Why did the ParraCANs cross the road? Cause they CAN. The opinions expressed in ParraCAN Blog are the opinions of and responsibility of the individual contributor and may not reflect the opinions of ParraCAN.
Last week I read a NPR online news article about the sorry state of the Colorado River.
Apparently this guy decided to traverse it from beginning to end, down one of the most prominent waterways in the United States. His adventure, abruptly ended with him in a canoe stuck in mud 145 kilometres short of the Sea of Cortez. The mighty Colorado simply dried up or mudded up. This isn't the kind of joke I belly laugh to.
For 6 million years the river flowed freely from the snow caps of Colorado to the gulf. Along its route the silt laden river provided sustenance for all manner of species and habitats. Where it emptied into was considered, by people who quote these things, to be one of the most diverse seas on earth. So what happened? Rivers do not go dry out without a cause.

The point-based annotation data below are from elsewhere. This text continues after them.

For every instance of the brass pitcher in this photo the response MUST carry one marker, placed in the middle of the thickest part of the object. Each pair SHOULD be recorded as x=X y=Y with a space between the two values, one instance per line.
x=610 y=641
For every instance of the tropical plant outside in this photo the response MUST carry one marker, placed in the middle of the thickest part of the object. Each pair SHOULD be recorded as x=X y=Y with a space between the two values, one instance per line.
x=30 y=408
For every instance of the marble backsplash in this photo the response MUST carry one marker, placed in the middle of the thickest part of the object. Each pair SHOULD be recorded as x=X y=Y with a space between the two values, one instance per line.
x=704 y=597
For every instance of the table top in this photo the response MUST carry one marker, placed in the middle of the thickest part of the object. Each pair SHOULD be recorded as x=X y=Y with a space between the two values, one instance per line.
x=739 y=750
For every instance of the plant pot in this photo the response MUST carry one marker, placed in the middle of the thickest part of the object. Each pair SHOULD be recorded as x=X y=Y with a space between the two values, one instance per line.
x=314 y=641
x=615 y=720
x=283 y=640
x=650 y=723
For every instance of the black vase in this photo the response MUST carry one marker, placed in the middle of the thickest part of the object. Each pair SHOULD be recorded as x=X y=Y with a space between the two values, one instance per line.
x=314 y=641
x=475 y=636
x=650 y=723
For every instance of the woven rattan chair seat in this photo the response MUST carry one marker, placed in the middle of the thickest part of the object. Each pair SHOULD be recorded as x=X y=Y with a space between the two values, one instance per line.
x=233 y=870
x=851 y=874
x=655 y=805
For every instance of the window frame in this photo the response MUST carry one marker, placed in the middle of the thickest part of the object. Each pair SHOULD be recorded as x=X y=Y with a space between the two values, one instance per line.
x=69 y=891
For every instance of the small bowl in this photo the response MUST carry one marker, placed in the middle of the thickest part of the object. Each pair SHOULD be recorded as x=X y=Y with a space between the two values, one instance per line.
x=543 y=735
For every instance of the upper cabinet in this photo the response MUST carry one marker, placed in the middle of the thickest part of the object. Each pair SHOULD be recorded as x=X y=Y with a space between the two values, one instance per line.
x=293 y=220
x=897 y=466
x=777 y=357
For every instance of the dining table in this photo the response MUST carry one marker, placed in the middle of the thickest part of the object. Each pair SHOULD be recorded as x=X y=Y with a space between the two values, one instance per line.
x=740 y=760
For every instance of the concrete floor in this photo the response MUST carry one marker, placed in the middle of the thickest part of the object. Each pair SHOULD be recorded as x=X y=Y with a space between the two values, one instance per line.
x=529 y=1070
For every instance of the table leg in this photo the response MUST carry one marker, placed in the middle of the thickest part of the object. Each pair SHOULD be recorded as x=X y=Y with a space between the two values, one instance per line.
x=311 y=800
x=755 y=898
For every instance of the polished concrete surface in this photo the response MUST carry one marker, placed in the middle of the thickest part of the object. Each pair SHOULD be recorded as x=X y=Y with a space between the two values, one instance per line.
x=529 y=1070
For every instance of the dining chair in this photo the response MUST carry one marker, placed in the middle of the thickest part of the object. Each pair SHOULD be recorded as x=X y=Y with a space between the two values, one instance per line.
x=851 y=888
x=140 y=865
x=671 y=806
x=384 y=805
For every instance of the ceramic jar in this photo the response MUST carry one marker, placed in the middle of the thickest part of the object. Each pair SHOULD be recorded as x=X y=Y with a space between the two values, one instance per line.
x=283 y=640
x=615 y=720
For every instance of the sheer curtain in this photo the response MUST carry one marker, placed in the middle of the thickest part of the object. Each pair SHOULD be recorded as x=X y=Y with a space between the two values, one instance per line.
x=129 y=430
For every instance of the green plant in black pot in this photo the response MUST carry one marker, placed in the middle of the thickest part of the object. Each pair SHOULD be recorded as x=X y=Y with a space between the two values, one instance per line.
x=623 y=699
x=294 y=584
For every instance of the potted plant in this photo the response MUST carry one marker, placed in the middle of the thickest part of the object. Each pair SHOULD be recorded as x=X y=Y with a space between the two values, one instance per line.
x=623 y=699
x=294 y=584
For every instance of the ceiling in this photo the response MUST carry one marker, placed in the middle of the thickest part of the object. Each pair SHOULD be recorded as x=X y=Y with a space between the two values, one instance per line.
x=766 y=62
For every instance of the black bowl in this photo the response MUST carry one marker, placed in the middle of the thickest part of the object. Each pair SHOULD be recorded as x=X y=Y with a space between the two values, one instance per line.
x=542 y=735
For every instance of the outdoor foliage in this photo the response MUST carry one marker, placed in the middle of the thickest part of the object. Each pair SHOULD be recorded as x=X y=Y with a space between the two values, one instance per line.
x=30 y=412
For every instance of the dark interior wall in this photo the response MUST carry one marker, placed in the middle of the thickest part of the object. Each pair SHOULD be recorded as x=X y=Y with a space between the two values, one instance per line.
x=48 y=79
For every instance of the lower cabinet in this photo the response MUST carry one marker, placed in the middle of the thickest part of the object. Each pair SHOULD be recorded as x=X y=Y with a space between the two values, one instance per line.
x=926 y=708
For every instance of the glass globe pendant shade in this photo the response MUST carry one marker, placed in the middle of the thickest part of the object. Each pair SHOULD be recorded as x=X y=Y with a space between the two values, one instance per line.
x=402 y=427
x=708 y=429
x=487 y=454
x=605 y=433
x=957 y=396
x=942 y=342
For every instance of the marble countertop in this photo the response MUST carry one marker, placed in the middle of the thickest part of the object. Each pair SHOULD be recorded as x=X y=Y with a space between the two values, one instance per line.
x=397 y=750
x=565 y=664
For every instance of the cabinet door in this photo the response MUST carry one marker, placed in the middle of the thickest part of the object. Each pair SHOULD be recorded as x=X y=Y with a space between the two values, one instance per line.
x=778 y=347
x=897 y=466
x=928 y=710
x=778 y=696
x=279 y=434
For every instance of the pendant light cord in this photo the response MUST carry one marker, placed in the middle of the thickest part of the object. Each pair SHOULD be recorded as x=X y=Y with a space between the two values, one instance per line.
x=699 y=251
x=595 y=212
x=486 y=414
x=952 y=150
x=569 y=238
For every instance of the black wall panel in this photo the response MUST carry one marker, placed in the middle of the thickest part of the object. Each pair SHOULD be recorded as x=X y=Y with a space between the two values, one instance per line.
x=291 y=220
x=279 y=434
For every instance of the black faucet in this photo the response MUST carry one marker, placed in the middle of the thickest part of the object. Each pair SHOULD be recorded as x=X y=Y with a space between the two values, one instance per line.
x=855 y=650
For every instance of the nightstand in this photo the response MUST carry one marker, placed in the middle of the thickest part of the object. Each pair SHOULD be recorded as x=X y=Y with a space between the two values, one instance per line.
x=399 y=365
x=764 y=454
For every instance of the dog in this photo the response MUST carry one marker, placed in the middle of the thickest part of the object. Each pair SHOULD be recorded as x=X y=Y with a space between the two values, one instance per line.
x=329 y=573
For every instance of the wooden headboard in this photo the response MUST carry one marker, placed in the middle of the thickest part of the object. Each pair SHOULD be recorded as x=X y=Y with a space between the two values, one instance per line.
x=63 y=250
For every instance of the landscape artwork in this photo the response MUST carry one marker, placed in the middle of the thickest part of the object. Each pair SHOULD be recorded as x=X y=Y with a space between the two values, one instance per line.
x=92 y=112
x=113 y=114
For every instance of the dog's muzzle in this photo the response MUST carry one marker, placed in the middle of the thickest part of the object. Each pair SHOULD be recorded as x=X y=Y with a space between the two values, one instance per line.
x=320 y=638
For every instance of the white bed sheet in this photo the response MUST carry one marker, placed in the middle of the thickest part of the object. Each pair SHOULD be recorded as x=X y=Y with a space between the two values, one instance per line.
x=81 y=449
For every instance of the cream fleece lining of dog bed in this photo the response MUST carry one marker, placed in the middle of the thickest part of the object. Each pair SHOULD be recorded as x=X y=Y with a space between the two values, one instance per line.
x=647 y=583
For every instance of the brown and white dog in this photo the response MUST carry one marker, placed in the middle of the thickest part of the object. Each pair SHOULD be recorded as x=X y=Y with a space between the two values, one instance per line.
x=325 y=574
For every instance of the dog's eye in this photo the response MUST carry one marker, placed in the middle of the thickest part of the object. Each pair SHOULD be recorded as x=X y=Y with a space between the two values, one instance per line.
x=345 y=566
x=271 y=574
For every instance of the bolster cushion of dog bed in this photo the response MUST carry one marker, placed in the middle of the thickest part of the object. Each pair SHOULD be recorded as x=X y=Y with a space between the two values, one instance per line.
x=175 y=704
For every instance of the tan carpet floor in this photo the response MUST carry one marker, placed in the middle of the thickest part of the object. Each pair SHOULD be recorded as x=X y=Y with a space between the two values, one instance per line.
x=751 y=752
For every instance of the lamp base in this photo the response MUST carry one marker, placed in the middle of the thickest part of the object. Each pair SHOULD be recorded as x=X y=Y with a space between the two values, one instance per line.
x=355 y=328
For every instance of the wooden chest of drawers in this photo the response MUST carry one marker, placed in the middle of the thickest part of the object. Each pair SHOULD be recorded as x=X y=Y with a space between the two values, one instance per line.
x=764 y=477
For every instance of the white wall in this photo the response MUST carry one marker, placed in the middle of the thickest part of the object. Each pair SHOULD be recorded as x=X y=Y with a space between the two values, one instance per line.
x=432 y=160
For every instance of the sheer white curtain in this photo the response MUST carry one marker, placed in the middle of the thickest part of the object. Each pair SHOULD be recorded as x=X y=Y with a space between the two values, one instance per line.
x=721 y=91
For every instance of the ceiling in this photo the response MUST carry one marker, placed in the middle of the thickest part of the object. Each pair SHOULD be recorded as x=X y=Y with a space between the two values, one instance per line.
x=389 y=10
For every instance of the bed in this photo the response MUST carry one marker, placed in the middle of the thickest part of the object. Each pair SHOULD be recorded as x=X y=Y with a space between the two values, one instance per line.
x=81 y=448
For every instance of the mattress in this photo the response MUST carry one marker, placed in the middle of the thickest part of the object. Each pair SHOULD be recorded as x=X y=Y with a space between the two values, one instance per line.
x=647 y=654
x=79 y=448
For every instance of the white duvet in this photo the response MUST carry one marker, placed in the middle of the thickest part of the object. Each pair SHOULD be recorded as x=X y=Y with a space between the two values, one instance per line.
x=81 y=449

We do not have to look across the Pacific to find our own Colorado's. A year ago the Murray Darling Basin was in similar direness, a river on its knees. The long drought hit hard and big cuts in water usage were urgently required to save it. This was grim news for the farms and towns whose livelihoods depended on the river. Then the floods came and I remember driving through Horsham, Victoria one day and the next it was waylaid under four feet of water. Today the river is flowing, but despite the massive dump of cyclonic rain from Queensland the Basin is still in trouble.
Continuing with the old ways of irrigation and other infrastructures isn't helping. As the Basin produces over one third of Australlia's food supply, risk losing it isn't an option. So we have no choice really, but to be smarter with more sustainable solutions to implement. Imagine if the river went belly up how much everyone and everything it provided for would suffer.
We can't be blithe about the environment for without a healthy sustainable environment we couldn't live there, and now the Gas companies want to drill holes all over these vital agricultural lands the impact on the water table system could be extreme. Isn't it obvious or is it just me that no economic windfall can justify any loss of an indispensible ecosystem like the Basin? Its akin to shooting yourself in the foot, its plainly insane to jeopardise a major food bank and water source.
Well I don't care much for the Colorado river story or for short term money gains. And at the expense of saying so we certainly don't need to repeat the same mistakes here.